The success of HFX Wanderers FC in the 2020 CPL season surprised a lot of people — including, to an extent, the team’s coach.
Stephen Hart suggested prior to The Island Games that he had one eye fixed on the 2021 season, considering how much roster turnover the club had seen since its last-place finish in 2019.
However, for Akeem Garcia — one of three CPL Player of the Year nominees — the wins were there for the taking. As one of seven returning players from the inaugural squad, the Trinidadian saw first-hand the improvement in the 2020 team, and he was impressed from the start of training.
Garcia, who arrived at initial training a couple days late due to visa issues and then had to watch from the sidelines the first day or two while waiting for a medical examination, had a good feeling seeing the Wanderers’ newcomers.
“I was watching them train and I was like, ‘This is gonna be a good team, guys,'” Garcia told CanPL.ca. “It’s a young team and the talent was there. … For me I had no doubts we would’ve done well. During the tournament I really think we could’ve gone on and won it.”
While Garcia’s side wasn’t quite able to clear the final hurdle and beat Forge FC in the CPL Finals, they had plenty to smile about when leaving PEI. They scored plenty of goals, played some exciting football, and ultimately went farther in the tournament than all but one team.
And really, if you’re focused on building for the future, few things help speed up the process more than winning as a group. Garcia insisted that part of the reason HFX was able to attack so seamlessly — despite having no pre-season games to work out the kinks — was how much the players enjoyed each other’s company. In fact, the striker suggested that the players’ proximity to each other in Halifax helped bring them closer at a time when they couldn’t really go out to do anything else.
“We all live together in Halifax in the same building, so when they lessened the (COVID-19) restrictions and we started training in 10s and stuff, guys started hanging out with each other in their groups,” Garcia recalled about the club’s early return to training in June.
“The group you were training with, guys would hang out with each other, visit each other’s apartment, watch a movie or something. Just start bonding because the guys that came into the team this year had a different goal, and the goal was to help the team be better.”
And so, being already well-accustomed to each other, the transition to bubble life in Charlottetown was an easy one for the Wanderers. Garcia mentioned some additional touches — a karaoke initiation party among the players, for instance, and the fact that the club surprised players with pictures of their families in the hotel — that ultimately translated into a team with top-notch chemistry.
The goals that Garcia, and his entourage of Alessandro Riggi, João Morelli, and Alex Marshall (plus contributors such as Cory Bent and Omar Kreim), created looked impossible for a group so new to each other. And yet, they did it time after time.

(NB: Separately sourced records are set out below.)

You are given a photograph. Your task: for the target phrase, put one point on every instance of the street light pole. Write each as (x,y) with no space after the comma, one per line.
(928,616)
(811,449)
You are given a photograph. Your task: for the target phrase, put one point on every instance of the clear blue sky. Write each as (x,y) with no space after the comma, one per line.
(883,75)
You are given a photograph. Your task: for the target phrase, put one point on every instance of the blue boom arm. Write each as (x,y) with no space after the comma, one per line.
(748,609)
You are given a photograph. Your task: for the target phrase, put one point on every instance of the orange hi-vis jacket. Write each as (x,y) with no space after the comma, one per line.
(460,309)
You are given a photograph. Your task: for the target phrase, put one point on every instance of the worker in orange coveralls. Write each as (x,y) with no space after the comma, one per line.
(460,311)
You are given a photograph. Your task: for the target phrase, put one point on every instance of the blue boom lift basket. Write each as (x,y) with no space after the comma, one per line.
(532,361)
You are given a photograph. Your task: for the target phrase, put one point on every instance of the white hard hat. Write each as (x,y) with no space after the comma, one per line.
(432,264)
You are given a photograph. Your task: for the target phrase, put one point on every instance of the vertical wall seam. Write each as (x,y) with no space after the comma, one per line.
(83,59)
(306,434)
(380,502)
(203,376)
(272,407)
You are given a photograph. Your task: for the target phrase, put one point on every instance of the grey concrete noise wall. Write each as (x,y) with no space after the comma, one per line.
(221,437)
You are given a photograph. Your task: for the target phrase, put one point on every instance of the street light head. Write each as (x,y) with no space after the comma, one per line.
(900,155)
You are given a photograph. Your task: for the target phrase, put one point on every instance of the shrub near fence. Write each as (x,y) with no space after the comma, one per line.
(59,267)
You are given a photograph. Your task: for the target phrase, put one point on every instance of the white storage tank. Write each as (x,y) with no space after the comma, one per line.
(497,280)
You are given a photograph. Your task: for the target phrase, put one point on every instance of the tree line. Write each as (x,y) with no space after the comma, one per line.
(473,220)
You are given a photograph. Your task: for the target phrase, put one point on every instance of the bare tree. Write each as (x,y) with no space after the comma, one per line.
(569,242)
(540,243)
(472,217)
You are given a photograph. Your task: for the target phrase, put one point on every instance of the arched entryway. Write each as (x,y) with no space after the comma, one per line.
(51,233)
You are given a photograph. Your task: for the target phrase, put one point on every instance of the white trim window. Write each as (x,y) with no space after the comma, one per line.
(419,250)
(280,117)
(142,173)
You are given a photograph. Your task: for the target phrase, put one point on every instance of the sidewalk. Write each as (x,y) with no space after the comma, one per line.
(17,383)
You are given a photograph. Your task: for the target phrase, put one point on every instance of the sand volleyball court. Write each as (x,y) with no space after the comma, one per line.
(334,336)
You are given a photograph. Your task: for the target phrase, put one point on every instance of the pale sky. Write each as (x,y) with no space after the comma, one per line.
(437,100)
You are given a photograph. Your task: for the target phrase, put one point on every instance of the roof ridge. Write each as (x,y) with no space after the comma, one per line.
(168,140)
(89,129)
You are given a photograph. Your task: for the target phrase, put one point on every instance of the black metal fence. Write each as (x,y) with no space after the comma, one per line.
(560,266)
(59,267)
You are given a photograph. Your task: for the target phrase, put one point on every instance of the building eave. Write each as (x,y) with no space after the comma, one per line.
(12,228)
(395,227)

“Everything was pretty sweet. For me I enjoyed the fun we had the most on gamedays, just getting to see everyone at breakfast and dinner,” Garcia said, adding that the squad’s familial mentality certainly improved their play on the pitch.
“No one was grudging when they were on the bench; even I was on the bench the first game, I was like whoever’s playing forward deserves it,” he said. “The whole team vibe was nice, no one was grudging. Everyone was supporting each other, so I love that. When you have teammates like that it makes you go out and give your all.”
At the moment, Garcia is one of a few Wanderers still in Halifax, primarily because he hasn’t yet received approval to go home to Trinidad and Tobago. As many of his fellow CPLers are likely doing, he told CanPL.ca his current life is occupied by Netflix and going to the gym, and hoping that he can reunite with his family soon.
All the while, though, he’s got the 2021 CPL season at the back of his mind (and one eye on the Player of the Year award).